2

My python code needs to save the state of one object while exiting, so that the run can be resumed later on using this object. I am doing this using pickle. Below is the pickle part of my code:

#At the begining of the file
pickle_file = '.state_pickle.obj'
#if pickle file is present load object, else create new
if os.path.exists(pickle_file):
    with open(pickle_file, 'r') as fh:
        state = pickle.load(fh)
else:
    state = NewState() #NewState is a class
....
....
#At the end of the file
with open(pickle_file, 'w') as fh:
    pickle.dump(state, fh)

# When -stop option is given, then the session is stopped
# The pickle file is deleted at that time
if args.stop:
    if os.path.exists(pickle_file):
        os.remove(pickle_file)
    ...

This works fine for me.

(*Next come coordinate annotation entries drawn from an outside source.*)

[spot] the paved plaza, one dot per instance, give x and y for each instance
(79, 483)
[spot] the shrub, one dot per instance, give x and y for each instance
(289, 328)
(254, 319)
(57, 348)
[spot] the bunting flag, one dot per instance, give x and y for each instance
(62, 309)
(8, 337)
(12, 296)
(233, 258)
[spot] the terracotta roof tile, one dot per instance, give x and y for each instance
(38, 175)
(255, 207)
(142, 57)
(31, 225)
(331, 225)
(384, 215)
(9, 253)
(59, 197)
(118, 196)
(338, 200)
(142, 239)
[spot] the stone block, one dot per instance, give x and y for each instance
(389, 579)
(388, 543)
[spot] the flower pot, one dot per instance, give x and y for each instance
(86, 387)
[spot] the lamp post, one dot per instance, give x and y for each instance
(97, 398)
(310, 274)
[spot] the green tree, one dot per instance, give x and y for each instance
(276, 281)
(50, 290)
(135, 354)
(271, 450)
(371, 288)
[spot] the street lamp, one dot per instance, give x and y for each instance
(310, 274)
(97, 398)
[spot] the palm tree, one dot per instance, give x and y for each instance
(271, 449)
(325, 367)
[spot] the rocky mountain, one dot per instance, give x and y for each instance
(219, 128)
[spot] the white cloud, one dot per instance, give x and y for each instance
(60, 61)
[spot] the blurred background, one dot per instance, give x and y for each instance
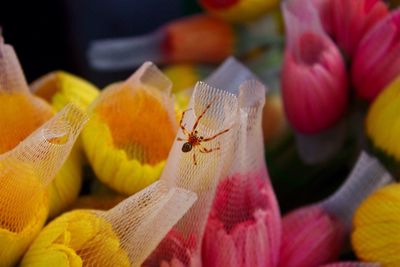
(50, 35)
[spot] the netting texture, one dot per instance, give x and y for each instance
(244, 224)
(25, 173)
(131, 130)
(122, 236)
(211, 117)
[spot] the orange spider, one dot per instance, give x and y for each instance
(193, 140)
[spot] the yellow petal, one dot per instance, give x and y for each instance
(91, 241)
(376, 233)
(131, 131)
(383, 121)
(60, 88)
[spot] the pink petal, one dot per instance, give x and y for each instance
(377, 59)
(351, 264)
(310, 237)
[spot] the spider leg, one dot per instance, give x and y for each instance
(208, 150)
(180, 139)
(201, 115)
(215, 136)
(194, 159)
(184, 130)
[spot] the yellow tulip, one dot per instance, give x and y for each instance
(131, 130)
(122, 236)
(376, 232)
(25, 171)
(59, 88)
(383, 121)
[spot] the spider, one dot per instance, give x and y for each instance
(194, 140)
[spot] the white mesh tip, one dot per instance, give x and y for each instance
(150, 74)
(230, 75)
(251, 94)
(46, 149)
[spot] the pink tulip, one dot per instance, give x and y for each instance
(351, 264)
(242, 229)
(314, 82)
(310, 236)
(348, 21)
(314, 235)
(377, 59)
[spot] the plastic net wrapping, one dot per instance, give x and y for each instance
(122, 236)
(25, 172)
(21, 114)
(315, 234)
(131, 130)
(243, 228)
(211, 112)
(58, 89)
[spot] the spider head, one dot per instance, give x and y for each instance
(187, 147)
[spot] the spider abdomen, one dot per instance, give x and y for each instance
(187, 147)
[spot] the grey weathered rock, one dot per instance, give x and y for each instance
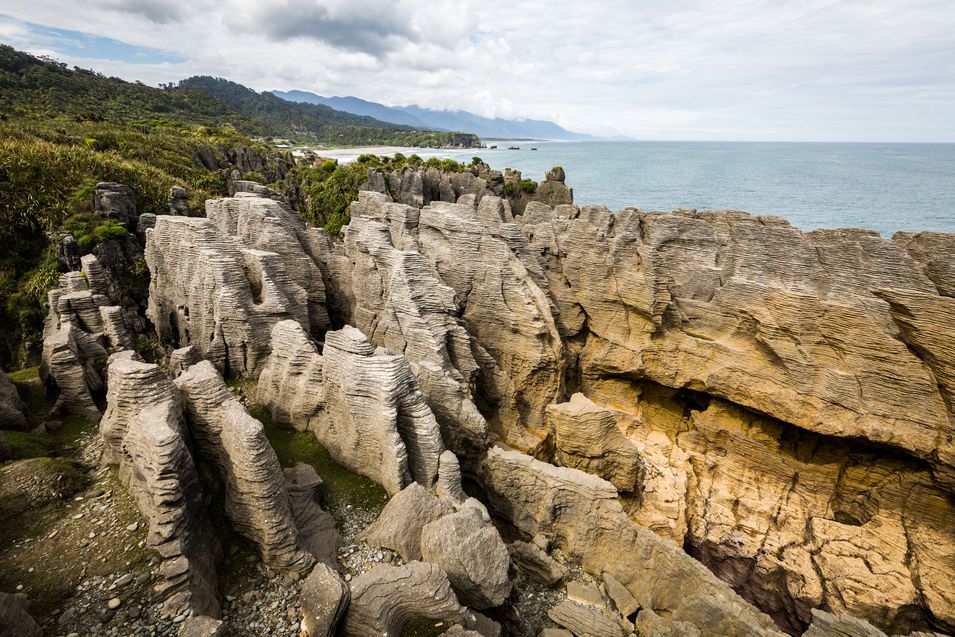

However, my problem occurs when multiple sessions are opened from the same directory. The pickle_file ('.state_pickle.obj') file is getting overwritten causing erroneous results. Is there a way to save the obj to a unique filename so that the file can be read when the session is resumed. Also, i need to get the state object even before parsing the args. So, I cannot pass the filename through args. Is there any other clean solution for this problem?

Alexander
  • 105,104
  • 32
  • 201
  • 196
allDoubts
  • 67
  • 8
  • This might not be the cause for the issue, but you should close the file. Consider using the `with` statement: `with open(pickle_file, 'w') as fh: ...` – j-i-l Jul 29 '15 at 14:08
  • Thanks jojo. I will use the with statement to make it more robhust. However, the problem here is that the same file is used for saving different objects ( of different sessions). This is creating an error. How can I uniquely name the file name so that it does not create a clash in file name for different sessions. Yet, when the session is resumed, the program should know to look into the correct file. – allDoubts Jul 29 '15 at 14:11
  • I'm not sure what is the best solution for this, but you could add an unit timestamp to the file's name or put a lock on the file, see [here](https://github.com/ilastik/lazyflow/blob/master/lazyflow/utility/fileLock.py) for further details. – j-i-l Jul 29 '15 at 14:18
  • Thanks a lot! I can keep a timestamp in the filename, but when the session is resumed, how will the program know to look for that file, since it would not have any idea about the timestamp of the file. Also, if i lock a file, i will not be able to allow multiple sessions--which is not an option for me. – allDoubts Jul 29 '15 at 14:47
  • @allDoubts see my answer – Geeocode Jul 29 '15 at 14:52

2 Answers2

1

You could define an id attribute for your NewState class then use an id creating method looking somehow like this:

import glob
def get_new_id(source_folder):
    new_id = 0
    for a_file in glob.glob(source_folder):
        # assuming a pickle file looks like 'some/path/13.obj' 
        # with 'some/path' == source_folder and 13 some id of a state.
        an_id = int(a_file.split('/')[-1].replace('.obj', ''))
        if an_id >= new_id:
            new_id = an_id + 1
    return new_id

You will then have to know the id of the State you want to resume or just take the last state:

# get the last state:
last_id = get_new_id(path_to_pickles)
pickle_file = os.path.join(path_to_pickles, '%s.obj' % str(last_id))
if os.path.exists(pickle_file):
    with open(pickle_file, 'r') as fh:
        state = pickle.load(fh)
else:
    state = NewState() #NewState is a class
    state.id = last_id

Then at the end:

pickle_file = os.path.join(path_to_pickles, '%s.obj' % str(state.id))
with open(pickle_file, 'w') as fh:
    pickle.dump(state, fh)

# When -stop option is given, then the session is stopped
# The pickle file is deleted at that time
pickle_file = os.path.join(path_to_pickles, '%s.obj' % str(state.id))
if args.stop:
    if os.path.exists(pickle_file):
        os.remove(pickle_file)
    ...

PS.

  • I'd probably define the pickle_file as another attribute of the NewState class.
  • Ideally you would handle the various processes using multiprocessing. See here for an example.
Community
  • 1
  • 1
j-i-l
  • 10,281
  • 3
  • 53
  • 70
0

Save the pickle file to ascending numbered filename. Then when you start a modul, lock the file with the smallest number, as you know that that is the first process you have to continue. Don't release the lock while the process goes on. So the other process has not access to this file, will search the next one.

Geeocode
  • 5,705
  • 3
  • 20
  • 34